The third article in our SEO & Engagement series
In the past, people would talk about writing content for site visitors and writing content for search engines as if these concepts were diametrically opposed.
More than ever, typical website visitors/readers have less time and attention to expend on gauging immediate interest in your website. Likewise, it behooves you to cut to the chase as much as possible for today’s sophisticated search engine crawlers as they evaluate your site content and assign rankings for search queries.
Here are a few best practices designed to get your messaging noticed, to help ensure your main selling points are understood, and to encourage further engagement.
Lead off with your biggest differentiator.
Your homepage headline and intro messaging needs to establish your unique selling proposition (USP) right off the bat. Get right to the gist of what truly separates your company, service and/or products from the competition — before you get into the granular details of what you have to offer.
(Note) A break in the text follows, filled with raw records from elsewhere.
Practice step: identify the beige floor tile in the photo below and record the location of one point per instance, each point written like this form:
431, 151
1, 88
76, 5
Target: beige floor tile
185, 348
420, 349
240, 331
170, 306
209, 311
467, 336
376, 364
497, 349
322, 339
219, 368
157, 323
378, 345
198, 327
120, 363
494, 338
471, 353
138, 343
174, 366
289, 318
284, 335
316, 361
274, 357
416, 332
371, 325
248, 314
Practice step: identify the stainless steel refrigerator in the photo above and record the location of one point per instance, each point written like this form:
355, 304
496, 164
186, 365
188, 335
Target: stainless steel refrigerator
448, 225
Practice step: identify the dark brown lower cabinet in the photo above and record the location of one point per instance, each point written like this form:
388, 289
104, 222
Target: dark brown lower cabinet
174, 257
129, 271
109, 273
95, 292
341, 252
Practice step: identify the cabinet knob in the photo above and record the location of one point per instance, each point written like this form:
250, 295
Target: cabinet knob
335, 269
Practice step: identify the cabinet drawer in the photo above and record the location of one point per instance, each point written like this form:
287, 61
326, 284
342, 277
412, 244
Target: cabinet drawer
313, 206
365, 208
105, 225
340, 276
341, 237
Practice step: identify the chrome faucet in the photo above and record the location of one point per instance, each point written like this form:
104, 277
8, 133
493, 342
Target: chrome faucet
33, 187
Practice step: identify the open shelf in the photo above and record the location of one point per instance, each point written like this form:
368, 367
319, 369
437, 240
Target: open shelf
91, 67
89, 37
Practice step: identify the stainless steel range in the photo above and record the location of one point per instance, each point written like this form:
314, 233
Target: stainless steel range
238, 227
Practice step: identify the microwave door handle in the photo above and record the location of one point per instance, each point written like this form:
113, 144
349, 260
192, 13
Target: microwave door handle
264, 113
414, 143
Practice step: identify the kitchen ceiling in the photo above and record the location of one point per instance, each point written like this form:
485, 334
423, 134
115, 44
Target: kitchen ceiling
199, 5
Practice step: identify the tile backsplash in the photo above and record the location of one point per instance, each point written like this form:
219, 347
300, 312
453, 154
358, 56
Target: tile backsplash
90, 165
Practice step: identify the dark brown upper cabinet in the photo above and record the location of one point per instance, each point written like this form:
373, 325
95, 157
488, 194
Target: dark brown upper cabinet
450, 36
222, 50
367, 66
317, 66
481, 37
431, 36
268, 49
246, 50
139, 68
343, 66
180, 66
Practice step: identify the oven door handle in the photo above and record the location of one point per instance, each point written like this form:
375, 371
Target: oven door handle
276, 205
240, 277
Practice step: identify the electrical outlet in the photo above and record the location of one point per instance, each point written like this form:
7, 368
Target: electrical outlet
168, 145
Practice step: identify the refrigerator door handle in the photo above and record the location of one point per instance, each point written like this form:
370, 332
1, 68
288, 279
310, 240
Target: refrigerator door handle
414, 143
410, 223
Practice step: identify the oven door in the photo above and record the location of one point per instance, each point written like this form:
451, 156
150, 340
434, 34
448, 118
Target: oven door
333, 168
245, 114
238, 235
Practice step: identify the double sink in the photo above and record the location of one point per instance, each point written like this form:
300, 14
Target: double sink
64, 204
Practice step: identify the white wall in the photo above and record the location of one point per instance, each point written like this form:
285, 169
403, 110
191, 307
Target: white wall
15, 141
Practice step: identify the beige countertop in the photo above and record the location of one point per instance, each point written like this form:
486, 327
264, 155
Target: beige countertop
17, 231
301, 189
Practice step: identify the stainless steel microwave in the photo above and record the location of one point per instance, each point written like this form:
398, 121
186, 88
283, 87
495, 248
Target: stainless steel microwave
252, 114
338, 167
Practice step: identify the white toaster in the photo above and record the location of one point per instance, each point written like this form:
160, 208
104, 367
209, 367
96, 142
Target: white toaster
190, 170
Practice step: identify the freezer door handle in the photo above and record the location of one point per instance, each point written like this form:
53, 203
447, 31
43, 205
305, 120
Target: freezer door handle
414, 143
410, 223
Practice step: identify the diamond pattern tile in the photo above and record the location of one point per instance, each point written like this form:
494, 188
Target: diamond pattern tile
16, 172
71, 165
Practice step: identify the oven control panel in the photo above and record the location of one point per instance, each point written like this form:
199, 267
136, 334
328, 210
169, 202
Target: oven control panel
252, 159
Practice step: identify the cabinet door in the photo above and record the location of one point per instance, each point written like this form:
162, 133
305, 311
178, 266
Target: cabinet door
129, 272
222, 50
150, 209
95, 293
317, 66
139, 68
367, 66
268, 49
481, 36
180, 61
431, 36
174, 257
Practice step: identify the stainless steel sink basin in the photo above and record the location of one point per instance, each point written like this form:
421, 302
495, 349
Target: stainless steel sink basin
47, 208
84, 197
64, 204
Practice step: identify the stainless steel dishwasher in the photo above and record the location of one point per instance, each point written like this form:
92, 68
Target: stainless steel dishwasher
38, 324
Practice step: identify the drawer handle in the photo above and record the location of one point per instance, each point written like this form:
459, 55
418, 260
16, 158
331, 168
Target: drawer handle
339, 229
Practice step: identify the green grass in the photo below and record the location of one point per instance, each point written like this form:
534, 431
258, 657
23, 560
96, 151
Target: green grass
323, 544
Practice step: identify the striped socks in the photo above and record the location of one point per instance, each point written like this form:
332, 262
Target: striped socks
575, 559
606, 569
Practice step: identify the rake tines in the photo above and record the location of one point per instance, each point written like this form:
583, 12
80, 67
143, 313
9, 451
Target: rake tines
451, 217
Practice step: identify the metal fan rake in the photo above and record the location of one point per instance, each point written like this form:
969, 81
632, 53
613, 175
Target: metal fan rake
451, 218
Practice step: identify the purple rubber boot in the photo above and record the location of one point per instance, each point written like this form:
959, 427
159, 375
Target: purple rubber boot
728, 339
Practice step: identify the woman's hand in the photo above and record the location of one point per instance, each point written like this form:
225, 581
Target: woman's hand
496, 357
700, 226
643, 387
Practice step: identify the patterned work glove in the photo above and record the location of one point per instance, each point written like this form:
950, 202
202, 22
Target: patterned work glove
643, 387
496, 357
Establish scope with headlines and subheads.
The most effective websites today adopt the “skim, swim and dive” approach to presenting key information. Design the hierarchy of your site’s messaging to be scannable upon the initial visit. The goal is for your top-level headlines and subheads to sum up the high-level benefits of your company and offerings in a nutshell. This enables readers to quickly skim your content to decide whether they want to delve further on their own — and/or to pass a link to your content to appropriate co-workers and associates.
Enhance page readability with meaningful body subheads.
The key to making body content readable and understandable is to segment it into digestible chunks. For readers, this improves the comprehension factor during their initial readthroughs — while helping returning visitors to get back quickly to sections with the most value/interest for them. For non-human search engines, the body subheads structure provides additional signals to help clarify the topics/themes of individual pages — helping them to accurately analyze and index the content on your website.
Get your navigation titles and CTAs to work harder.
While a generic navigation title like “About Us” will certainly fit the bill, see if there’s an opportunity to sell-up your capabilities right in the title: i.e. The XYZ Company Difference, Our Success Story, Our History of Innovation, etc.
The same goes for call-to-action (CTA) buttons and links. Instead of falling back on the tried-and-true but generic “learn more” throughout your site, see if there are opportunities to take the lead with visitors/readers to nudge them to click through. A few examples: More About Residential Moving, How Our Supplements Work, Connect With A Process Specialist, and so forth.